In Germany, a works council represents both blue-collar and white-collar workers. It represents employees on work rules in the plants and some other dealings with the company, but wages and benefits are negotiated by IG Metall.

The UAW, which lost membership in the past three decades to automation and a cutback of jobs at General Motors Co , Ford Motor Co and Chrysler Group LLC, wants to organize VW workers to gain a toehold in the U.S. South, where most foreign automakers have non-union factories.

The UAW wants Volkswagen to recognize the union as the representative of workers at Chattanooga, based on cards endorsing the union signed by more than half of the plant's 1,570 workers.

However, a source with knowledge of the thinking of the company's top executive board said last month that the board will ultimately insist on a formal vote by workers at the plant on how they are to be represented.

While not a member of VW's supervisory board, Wetzel said labor representatives and management on the board are in "intense" talks about a solution for the plant.

"I personally campaign for co-determination and I'm ready every day to back every union movement that's being discriminated against in every part of the world," he said.

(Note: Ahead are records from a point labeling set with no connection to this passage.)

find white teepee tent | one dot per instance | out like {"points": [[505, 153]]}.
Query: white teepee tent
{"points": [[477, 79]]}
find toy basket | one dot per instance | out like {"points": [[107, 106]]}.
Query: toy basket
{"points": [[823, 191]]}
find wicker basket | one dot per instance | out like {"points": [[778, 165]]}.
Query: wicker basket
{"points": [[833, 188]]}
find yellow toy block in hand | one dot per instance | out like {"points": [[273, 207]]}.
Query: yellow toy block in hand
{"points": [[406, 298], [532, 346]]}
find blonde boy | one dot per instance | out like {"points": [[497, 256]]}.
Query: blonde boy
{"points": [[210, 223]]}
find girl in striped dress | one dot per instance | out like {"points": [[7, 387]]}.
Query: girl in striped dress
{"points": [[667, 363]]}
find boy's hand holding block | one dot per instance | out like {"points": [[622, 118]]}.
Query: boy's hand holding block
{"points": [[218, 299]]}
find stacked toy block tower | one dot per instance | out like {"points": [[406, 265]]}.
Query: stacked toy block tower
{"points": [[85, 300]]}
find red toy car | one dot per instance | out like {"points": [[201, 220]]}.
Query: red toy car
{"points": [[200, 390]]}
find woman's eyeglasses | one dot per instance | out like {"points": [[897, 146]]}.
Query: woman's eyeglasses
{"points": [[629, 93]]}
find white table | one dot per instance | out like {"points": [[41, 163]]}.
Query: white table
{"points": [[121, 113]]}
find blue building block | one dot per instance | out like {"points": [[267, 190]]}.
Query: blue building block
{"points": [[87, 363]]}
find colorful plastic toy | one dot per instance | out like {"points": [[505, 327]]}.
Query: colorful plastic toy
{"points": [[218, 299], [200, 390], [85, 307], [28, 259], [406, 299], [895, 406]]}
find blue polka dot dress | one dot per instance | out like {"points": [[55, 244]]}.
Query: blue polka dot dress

Meanwhile, VW's top labor leader, Bernd Osterloh, is scheduled to travel to Tennessee to meet with Gov. Bill Haslam and Tennessee Sen. Bob Corker, the former mayor of Chattanooga, to discuss Osterloh's desire that VW's Tennessee workers are represented through a German-style works council.

Both Haslam and Corker have voiced opposition to the UAW's efforts at the VW plant.

Osterloh is an IG Metall member.

A person familiar with the plans, who asked not to be identified, earlier said that the visit would take place in mid-November, but Osterloh's spokesman declined to comment. A spokesman for Haslam had no immediate comment, while a spokeswoman for Corker could not be reached.